Logic-based Task Representation and Reward Shaping in Multiagent Reinforcement Learning
Nishant Doshi
TL;DR
The paper tackles scalable policy synthesis for multi-agent systems under temporal task specifications expressed in Linear Temporal Logic (LTL). It introduces Logically Constrained guided Multiagent Q Learning (LCgMQL), a model-free approach that augments MDP states on-the-fly with automaton states derived from the LTL formula, and uses a progress-based potential reward to guide learning while leveraging an options framework to reduce sample complexity.
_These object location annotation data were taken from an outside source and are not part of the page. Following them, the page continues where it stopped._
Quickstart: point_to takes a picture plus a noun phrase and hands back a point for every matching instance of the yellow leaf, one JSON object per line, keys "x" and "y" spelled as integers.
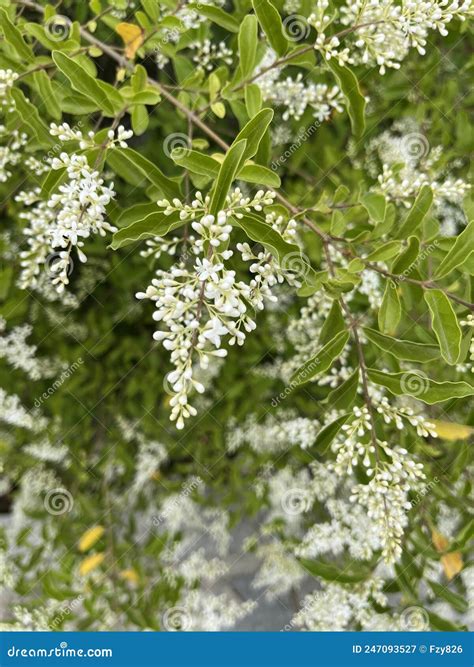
{"x": 90, "y": 563}
{"x": 452, "y": 431}
{"x": 90, "y": 537}
{"x": 132, "y": 36}
{"x": 440, "y": 542}
{"x": 129, "y": 575}
{"x": 452, "y": 564}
By translating LTL into a Büchi automaton and composing it with the joint transition system to form a product MDP, the method enables correct-by-design controllers without explicitly learning the transition model. Empirical results in gridworlds show that reward shaping and the use of options significantly accelerate convergence, suggesting practical scalability for centralized multi-agent planning under complex temporal goals.
Abstract
This paper presents an approach for accelerated learning of optimal plans for a given task represented using Linear Temporal Logic (LTL) in multi-agent systems. Given a set of options (temporally abstract actions) available to each agent, we convert the task specification into the corresponding Buchi Automaton and proceed with a model-free approach which collects transition samples and constructs a product Semi Markov Decision Process (SMDP) on-the-fly. Value-based Reinforcement Learning algorithms can then be used to synthesize a correct-by-design controller without learning the underlying transition model of the multi-agent system. The exponential sample complexity due to multiple agents is dealt with using a novel reward shaping approach. We test the proposed algorithm in a deterministic gridworld simulation for different tasks and find that the reward shaping results in significant reduction in convergence times. We also infer that using options becomes increasing more relevant as the state and action space increases in multi-agent systems.